According to Gupta, the startup turned EBITDA profitable in FY25 and has remained EBITDA profitable throughout FY26. He didn’t share Zypp’s bottom line and top line numbers. 

Founded in 2017 by Gupta and Tushar Mehta, Zypp Electric provides EV-based mobility solutions for delivery workers across ecommerce, food delivery, quick commerce and bike taxi platforms.

The startup positions itself as a mobility infrastructure provider for the gig economy. Gupta said a delivery worker using a petrol vehicle typically spends around one-third of monthly earnings on fuel, maintenance and vehicle financing costs. Zypp’s EV platform reduces those costs significantly.

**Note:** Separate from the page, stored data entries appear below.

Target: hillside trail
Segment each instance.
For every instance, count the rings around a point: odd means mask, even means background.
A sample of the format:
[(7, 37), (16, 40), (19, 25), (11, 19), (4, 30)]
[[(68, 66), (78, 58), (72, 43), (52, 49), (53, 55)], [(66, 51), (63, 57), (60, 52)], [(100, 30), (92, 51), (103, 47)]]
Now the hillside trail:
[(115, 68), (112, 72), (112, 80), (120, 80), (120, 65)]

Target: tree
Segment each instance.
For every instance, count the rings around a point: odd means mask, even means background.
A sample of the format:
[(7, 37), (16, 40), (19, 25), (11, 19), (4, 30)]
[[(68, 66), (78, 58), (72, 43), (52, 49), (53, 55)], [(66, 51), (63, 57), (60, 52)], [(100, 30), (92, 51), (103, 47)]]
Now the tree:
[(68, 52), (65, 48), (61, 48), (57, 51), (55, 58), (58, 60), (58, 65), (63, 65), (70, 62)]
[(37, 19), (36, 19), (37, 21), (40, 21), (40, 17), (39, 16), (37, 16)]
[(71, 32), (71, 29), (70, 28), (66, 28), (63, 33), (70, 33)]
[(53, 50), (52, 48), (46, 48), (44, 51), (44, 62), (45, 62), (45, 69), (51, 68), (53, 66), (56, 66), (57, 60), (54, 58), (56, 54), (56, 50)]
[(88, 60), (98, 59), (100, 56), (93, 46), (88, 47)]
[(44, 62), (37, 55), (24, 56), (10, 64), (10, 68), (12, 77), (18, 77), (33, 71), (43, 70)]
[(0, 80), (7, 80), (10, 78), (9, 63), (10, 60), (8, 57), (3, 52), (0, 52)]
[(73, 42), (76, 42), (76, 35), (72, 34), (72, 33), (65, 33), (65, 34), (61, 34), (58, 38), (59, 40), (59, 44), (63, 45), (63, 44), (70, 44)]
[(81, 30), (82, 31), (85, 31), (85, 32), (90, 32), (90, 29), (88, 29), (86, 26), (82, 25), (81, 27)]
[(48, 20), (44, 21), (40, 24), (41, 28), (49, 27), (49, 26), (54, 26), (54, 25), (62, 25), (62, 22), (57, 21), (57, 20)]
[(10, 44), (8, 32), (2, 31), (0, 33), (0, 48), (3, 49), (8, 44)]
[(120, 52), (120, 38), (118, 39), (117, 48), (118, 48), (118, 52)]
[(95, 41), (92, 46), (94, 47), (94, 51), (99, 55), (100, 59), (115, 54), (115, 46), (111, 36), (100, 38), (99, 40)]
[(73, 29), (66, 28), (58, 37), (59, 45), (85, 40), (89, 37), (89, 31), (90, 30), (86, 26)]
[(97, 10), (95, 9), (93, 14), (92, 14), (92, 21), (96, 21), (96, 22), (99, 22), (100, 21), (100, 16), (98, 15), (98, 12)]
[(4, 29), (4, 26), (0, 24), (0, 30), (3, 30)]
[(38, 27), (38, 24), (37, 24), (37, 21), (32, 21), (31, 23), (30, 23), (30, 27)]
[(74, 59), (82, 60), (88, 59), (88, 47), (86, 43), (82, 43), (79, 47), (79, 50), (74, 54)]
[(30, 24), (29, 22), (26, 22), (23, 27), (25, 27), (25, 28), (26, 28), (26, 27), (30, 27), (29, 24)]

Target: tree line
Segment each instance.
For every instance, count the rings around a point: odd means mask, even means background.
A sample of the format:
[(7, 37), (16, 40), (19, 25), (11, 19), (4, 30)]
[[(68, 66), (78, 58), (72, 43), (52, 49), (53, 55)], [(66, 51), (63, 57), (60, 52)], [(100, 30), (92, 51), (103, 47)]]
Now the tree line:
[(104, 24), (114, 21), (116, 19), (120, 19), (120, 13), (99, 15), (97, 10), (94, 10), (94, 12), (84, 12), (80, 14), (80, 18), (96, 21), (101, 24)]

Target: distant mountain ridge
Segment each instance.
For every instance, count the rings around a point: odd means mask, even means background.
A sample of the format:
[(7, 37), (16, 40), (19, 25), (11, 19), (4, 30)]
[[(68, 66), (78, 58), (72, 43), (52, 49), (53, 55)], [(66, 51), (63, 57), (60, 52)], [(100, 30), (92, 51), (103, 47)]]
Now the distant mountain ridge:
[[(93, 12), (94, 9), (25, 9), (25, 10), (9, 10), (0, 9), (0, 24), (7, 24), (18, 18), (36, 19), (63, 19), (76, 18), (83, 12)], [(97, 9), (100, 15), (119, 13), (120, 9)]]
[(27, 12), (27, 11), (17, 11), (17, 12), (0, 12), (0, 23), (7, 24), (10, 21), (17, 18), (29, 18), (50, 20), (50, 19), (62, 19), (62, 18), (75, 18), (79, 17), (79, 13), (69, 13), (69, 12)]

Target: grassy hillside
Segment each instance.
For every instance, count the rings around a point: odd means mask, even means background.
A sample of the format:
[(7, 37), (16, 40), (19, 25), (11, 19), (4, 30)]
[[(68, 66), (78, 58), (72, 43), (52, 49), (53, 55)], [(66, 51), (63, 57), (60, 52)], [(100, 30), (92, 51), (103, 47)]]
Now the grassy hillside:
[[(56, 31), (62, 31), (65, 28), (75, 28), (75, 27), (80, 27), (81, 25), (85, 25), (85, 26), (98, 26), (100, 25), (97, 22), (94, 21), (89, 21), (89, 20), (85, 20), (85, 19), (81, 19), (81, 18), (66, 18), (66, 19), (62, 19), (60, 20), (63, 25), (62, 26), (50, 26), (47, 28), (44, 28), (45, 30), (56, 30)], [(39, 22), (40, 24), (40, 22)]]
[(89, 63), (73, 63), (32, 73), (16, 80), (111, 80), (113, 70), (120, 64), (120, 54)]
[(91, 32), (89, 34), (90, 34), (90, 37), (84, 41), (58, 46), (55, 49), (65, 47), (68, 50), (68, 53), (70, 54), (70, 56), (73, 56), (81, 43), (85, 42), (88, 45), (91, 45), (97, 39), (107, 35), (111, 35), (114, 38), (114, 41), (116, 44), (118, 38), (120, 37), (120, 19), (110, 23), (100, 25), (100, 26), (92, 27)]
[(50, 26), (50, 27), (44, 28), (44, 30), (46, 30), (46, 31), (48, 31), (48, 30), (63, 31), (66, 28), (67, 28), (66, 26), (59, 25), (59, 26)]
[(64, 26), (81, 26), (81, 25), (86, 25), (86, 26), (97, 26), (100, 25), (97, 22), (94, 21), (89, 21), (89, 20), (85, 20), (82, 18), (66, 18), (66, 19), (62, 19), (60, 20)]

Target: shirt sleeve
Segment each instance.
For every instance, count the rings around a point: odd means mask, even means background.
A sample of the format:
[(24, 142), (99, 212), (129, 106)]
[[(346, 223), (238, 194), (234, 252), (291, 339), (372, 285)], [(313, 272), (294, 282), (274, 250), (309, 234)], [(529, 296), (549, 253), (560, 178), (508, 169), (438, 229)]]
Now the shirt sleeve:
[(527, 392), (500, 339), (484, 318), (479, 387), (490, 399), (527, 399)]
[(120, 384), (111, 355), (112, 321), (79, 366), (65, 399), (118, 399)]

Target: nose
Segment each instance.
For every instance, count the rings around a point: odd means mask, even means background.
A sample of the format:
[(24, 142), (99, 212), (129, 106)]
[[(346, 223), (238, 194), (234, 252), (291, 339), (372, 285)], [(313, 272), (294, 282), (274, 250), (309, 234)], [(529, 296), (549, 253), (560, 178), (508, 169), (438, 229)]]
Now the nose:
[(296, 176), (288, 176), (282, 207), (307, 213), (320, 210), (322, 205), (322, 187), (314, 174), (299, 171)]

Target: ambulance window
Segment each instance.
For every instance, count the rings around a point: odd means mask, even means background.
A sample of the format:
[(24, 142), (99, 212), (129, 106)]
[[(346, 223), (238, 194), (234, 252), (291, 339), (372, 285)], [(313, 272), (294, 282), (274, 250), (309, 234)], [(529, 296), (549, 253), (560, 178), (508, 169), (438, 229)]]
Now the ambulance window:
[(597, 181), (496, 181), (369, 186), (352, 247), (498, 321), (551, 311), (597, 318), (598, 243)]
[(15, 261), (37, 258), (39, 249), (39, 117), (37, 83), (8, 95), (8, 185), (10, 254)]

Beyond its core EV leasing business, Zypp has been building additional revenue streams.  It also operates EV battery swapping, maintenance and servicing infrastructure.

Zypp’s advertising business, which monetises inventory on scooters, helmets and three-wheelers, currently generates around ₹8-10 Lakh in monthly revenue, according to Gupta.

The startup has also developed a fleet management software platform, Fleekies.ai, which currently has eight to nine paying customers. Gupta said the software business generated close to ₹40 Lakh in revenue in FY26, lower than its earlier target of ₹60 Lakh.

In another expansion move, Zypp recently launched a franchise model aimed at entering tier-II and tier-III markets. Per Gupta, the startup is charging a franchise fee of around ₹10 Lakh and internally aims to appoint 50 franchise partners over the next six months.

At present, Delhi NCR and Bengaluru are Zypp’s largest markets, followed by Hyderabad and Mumbai. The startup also operates in Pune and Jaipur, with the latter being its only tier II city presence so far.

The startup’s expansion plans come amid growing investor interest in EV infrastructure and logistics businesses, especially as quick commerce companies continue to scale operations across India.